1.5/5 – A bombastic, politically tone-deaf relic of the Cold War. phim rambo 3
Trautman arrives with a new mission: to provide weapons and advice to the Mujahideen freedom fighters battling the Soviet Union in Afghanistan. Rambo refuses, wanting no part of another war. However, when Trautman is captured by the ruthless Soviet Colonel Zaysen (Marc de Jonge), Rambo is forced out of retirement. He travels to the war-torn region, teams up with a young Afghan boy named Hamid (Doudi Shoua) and a resourceful arms dealer named Mousa (Sasson Gabai), and launches a one-man assault on a heavily fortified Soviet base to rescue his friend. If First Blood was a meditation on PTSD and Part II was a revenge fantasy, Rambo III is pure spectacle. The action sequences are relentless and gloriously absurd. The result is a film that perfectly encapsulates
4/5 – A non-stop testosterone rush with an unforgettable final battle. His only link to his past is his
Despite the mixed reception, Rambo III has aged into a beloved cult classic. It represents the absolute ceiling of the unstoppable hero trope. There is no nuance here, no moral gray area. Rambo is a force of nature, and the Soviets are cartoonishly evil. For fans of pure, unapologetic action, that is exactly the point. The film’s influence can be seen in everything from video games (like Call of Duty ) to the later, more grounded Rambo films ( Rambo , 2008; Rambo: Last Blood , 2019) which took the character back to his brutal roots. Rambo III is not a good film in the traditional sense. It is too long, too loud, and too politically naive. But it is an essential artifact of 1980s action cinema. It is the movie where John Rambo literally rides a horse, hijacks a tank, and destroys a Soviet helicopter by setting it on fire with a single explosive arrow.
Stallone performed many of his own stunts, including a scene where he is dragged face-down through a rocky ditch behind a speeding jeep. He ended up breaking a bone in his back, requiring a metal plate to be permanently inserted. That kind of dedication to practical, painful-looking action gives Rambo III a gritty physicality that modern CGI-heavy films often lack. Watching Rambo III today, the political irony is impossible to ignore. The film was dedicated "to the gallant people of Afghanistan" and portrayed the Mujahideen as heroic allies fighting for freedom against a brutal Soviet invader. At the time, the United States was covertly supporting these fighters via the CIA’s Operation Cyclone, which funneled billions of dollars to the Mujahideen.
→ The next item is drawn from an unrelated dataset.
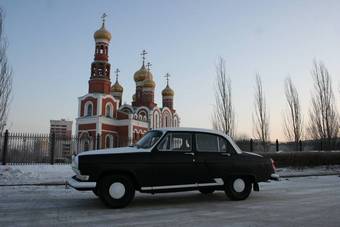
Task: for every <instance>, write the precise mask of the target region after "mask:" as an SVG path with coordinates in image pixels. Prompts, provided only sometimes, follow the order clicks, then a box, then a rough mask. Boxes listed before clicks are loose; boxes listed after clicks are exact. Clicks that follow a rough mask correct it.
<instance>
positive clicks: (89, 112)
mask: <svg viewBox="0 0 340 227" xmlns="http://www.w3.org/2000/svg"><path fill="white" fill-rule="evenodd" d="M92 115H93V106H92V103H88V104H87V108H86V116H92Z"/></svg>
The film is perhaps best remembered for its final 45-minute assault on the Soviet command post. Rambo uses everything from rocket launchers to a tank in a brutal, explosive showdown. In one of the most famous scenes in action cinema, Rambo fights Zaysen in a hand-to-hand battle inside a moving tank. The choreography is raw, the explosions are huge, and the body count is astronomical.